細工の施された鉄製のバルコニーにぶらさがる洗濯物、街に響き渡る耳に心地よいファドの歌声、背の高い家屋のファサードを飾るカラフルなタイル……。サンジョルジェ城とテージョ川の間に位置するアルファマ地区は、リスボンでおそらく最もチャーミングなエリアと言えるでしょう。

アルファマは、リスボンの旧市街地です。この界隈は、1755年にリスボンを襲った地震の壊滅的な被害から免れました。ローマ人や西ゴート族がすでにアルファマにその痕跡を残していたものの、711年以降にこの地を支配していたのはムーア人でした。背の高い白漆喰塗りの家屋が建ち並ぶ入り組んだ路地は、ムーア人の影響を受けていた証です。「アルファマ」という名前は、おそらくアラビア語で「風呂」を表す言葉に由来しているようで、このエリアの温泉を指していると思われます。迷路のように張り巡らされた狭い路地とヤシの木が生い茂る広場が印象的なアルファマでは、角を曲がり、扉を開けるたびに新しい驚きが待っています。

旧市街アルファマを見渡す景色
旧市街アルファマを見渡す景色

リスボン

修道院や国立のパンテオン、ローマ劇場を巡る旅

サンジョルジェ城からアルファマに向かって歩く途中に、アルファマのミラドウロ(展望台)の1つ「ポルタス・ド・ソル(太陽の門)」があります。ここからオレンジ色の屋根や光り輝く川を望む景色は、まさに絵に描いたような美しさです。数百m離れた場所には、1147年に初代ポルトガル王アフォンソ・エンリケスが建設したサンヴィセンテ・デ・フォーラ修道院があります。現在の建造物は主に17~18世紀のもので、重厚かつ均整のとれたファサードを備えた壮麗な教会は、マニエリスム美術様式を存分に反映しています。

修道院の後ろには、国立のパンテオンであるサンタエングラシア教会の白いドームがそびえています。この教会には波乱の歴史があります。1681年に着工するも、1712年に建築家が他界すると、国王ジョアン5世は建設への関心を失ってしまうのです。教会は文字通り、手つかずのまま放置され、1960年になってサラザール首相が国立のパンテオンに改築することを決定しました。現在、この場所には作家のアルメイダ・ガレットやファドの歌姫であるアマリア・ロドリゲスなど、ポルトガルの著名人の墓があり、訪れることができます。

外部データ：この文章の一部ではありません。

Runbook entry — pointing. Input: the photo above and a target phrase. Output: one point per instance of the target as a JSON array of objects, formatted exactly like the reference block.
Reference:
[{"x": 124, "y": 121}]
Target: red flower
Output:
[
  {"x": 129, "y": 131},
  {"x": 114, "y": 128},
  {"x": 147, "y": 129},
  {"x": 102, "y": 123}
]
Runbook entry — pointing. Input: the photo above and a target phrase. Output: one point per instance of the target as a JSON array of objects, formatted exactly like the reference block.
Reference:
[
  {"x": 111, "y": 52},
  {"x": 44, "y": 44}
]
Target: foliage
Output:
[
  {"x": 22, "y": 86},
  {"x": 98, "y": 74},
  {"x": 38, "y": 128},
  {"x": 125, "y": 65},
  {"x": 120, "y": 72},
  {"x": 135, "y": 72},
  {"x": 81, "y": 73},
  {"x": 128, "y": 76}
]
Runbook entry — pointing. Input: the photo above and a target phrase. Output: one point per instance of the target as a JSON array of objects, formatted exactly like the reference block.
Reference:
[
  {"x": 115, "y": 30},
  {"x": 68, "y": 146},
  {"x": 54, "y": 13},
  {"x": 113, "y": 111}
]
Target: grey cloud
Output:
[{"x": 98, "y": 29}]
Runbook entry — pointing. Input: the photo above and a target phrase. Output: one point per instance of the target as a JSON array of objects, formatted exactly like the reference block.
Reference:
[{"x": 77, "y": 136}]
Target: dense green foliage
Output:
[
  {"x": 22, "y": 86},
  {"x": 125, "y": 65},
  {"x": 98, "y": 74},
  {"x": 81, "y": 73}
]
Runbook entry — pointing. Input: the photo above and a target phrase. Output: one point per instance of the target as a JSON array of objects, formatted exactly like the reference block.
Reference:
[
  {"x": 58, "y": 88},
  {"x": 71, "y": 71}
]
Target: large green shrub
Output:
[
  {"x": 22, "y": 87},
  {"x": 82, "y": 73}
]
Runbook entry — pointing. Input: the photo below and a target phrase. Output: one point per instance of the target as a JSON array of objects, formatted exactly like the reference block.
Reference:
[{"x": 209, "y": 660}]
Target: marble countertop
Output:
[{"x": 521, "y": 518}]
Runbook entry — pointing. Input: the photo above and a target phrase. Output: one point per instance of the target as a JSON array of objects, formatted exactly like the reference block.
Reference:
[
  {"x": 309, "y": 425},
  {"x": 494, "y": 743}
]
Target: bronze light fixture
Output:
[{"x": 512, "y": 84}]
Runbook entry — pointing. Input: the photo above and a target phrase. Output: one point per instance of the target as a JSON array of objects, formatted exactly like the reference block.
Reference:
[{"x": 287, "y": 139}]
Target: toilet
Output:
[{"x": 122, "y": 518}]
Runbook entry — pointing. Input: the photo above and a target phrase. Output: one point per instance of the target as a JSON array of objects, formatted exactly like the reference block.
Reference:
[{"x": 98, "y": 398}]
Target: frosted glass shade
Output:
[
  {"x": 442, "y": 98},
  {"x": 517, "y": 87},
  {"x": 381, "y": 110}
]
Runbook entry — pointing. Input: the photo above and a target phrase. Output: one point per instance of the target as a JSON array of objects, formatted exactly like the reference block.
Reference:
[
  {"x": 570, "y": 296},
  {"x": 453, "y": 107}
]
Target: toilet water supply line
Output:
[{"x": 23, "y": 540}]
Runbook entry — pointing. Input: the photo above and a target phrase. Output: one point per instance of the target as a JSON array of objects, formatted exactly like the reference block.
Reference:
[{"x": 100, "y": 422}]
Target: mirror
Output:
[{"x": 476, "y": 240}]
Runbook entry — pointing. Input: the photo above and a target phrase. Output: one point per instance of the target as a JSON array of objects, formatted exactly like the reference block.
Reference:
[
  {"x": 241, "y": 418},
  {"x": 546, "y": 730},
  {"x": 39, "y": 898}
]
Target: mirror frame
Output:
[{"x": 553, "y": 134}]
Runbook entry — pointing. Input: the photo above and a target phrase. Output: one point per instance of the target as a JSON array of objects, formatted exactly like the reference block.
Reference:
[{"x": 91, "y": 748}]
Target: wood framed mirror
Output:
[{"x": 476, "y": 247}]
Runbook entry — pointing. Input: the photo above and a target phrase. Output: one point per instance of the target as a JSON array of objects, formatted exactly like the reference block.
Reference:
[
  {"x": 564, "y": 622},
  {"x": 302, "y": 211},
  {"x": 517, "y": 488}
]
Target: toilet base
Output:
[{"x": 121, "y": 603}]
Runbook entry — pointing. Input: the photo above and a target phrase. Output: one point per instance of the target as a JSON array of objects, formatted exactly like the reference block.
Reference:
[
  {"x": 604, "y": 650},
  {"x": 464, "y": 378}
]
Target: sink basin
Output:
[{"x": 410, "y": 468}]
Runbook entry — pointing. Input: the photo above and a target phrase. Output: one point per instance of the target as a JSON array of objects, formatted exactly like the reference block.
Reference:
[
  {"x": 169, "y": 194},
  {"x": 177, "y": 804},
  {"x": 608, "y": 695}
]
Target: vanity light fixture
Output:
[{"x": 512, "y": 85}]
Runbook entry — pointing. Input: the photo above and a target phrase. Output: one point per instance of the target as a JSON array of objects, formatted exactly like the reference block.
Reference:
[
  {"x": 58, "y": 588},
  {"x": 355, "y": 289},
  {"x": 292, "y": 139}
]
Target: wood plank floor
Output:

アルファマの西部には、紀元1世紀のアウグストゥス皇帝の時代に建てられた広大なローマ劇場跡など、ローマ時代のリスボンの遺跡があります。中世になると、この劇場は古の彼方に埋没してしまいますが、1755年に発生した大地震の後、再び発見されました。小規模のインタラクティブな博物館があり、劇場の石柱やシーレーノスの胸像といった発掘物が展示されています。

アルファマを背景に立つ歌手

人生を歌うポルトガル民謡ファド

ファドの起源については諸説あり、アルファマで始まったポルトガルの哀愁漂う音楽に由来するという説もあれば、コインブラの街が発祥という説もあります。真実がどうであれ、アルファマにはリスボンで最も古くから続く魅力的な「ファドの家」と呼ばれる場所がいくつもあり、レストランやバーで、名の知れた歌手から無名の歌い手まで、ポルトガルの人生の歌である有名なファドを披露しています。また、アルファマにはファド博物館もあるので、どちらの起源説が支持されているか確かめてみては?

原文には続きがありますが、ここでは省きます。